食品サンプルのごとく完璧な色と形の卵焼きをひと口齧って、ビビは溜め息を吐く。気ままな一人暮らしは憧れの対象なのだろうけれど、高級仕出し弁当のようなお昼が毎日用意されて、イケメンの護衛がいる生活の方が余程羨ましい。
私の平日は基本お弁当持参だ。その日の気分や、朝の忙しさによって、コンビニでパンやおにぎりを買うこともある。職場の周りには気軽にランチタイムを楽しめるカジュアルフレンチやパスタのお店もたくさんあるのだけれど、銀行員が制服のまま食事に出かけるのはあまり好ましくないし、それになんといってもお金がかかる。そこ重要。

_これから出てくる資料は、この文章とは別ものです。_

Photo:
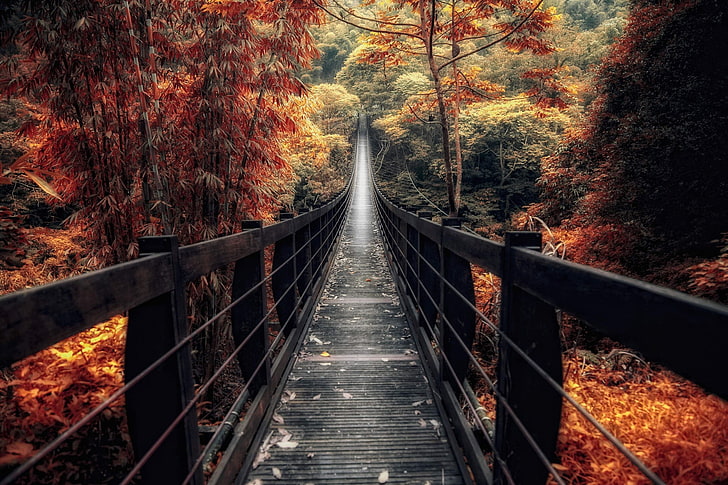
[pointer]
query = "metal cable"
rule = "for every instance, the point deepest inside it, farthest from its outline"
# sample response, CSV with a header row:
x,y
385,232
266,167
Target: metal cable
x,y
543,374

「今度遊びにおいでよ。サンジ君がいる時だったら、美味しいごはんもつくし」
「ありがとう!でも、諦めてないわよ、空きが出たら教えてね」


お茶目にウインクしたビビには悪いけど、しばらく退去者は出そうにない。一階の1Kは五部屋、空くとしたらルフィかウソップが大学を卒業する時か、私かゾロが遠方に転勤する時か。サンジ君はオーナーの孫だし、勤務先は隣駅だし。二階は単身者向けじゃないから間取りが広い分家賃も一階より高くて、そんなことビビは気にしないだろうけど、生憎こないだご夫婦が入居したばかりだし。


近隣に立ち並ぶアパートの中でも、ひときわ小さな麦わら色の屋根。メゾン・ド・パイユは総戸数七戸の小さなアパートだ。
多分本当は、アパートなんかより駐車場にでもした方がいいんだと思うけれど、老朽化してきたアパートをリフォームして、お家賃控えめで若い人たちに貸しているのは、口が悪いけど孫思いのおじいさんの優しさだと思っている。おかげで毎日仲間に囲まれて、楽しく過ごせているのだから。




「ハイハイハイハイ昼休憩は終わりだよ!!”ひるおわ”!”ひっ”!グズグズしてないでさっさと歯を磨いといで!さァ磨きな!やれ磨きな!!」


私服がいつも赤と緑であることから、陰で『メリークリスマスおばさん』と呼ばれているお局行員に急かされて、お昼休憩は慌ただしく終わってしまった。


さて、と。午後も頑張りますか!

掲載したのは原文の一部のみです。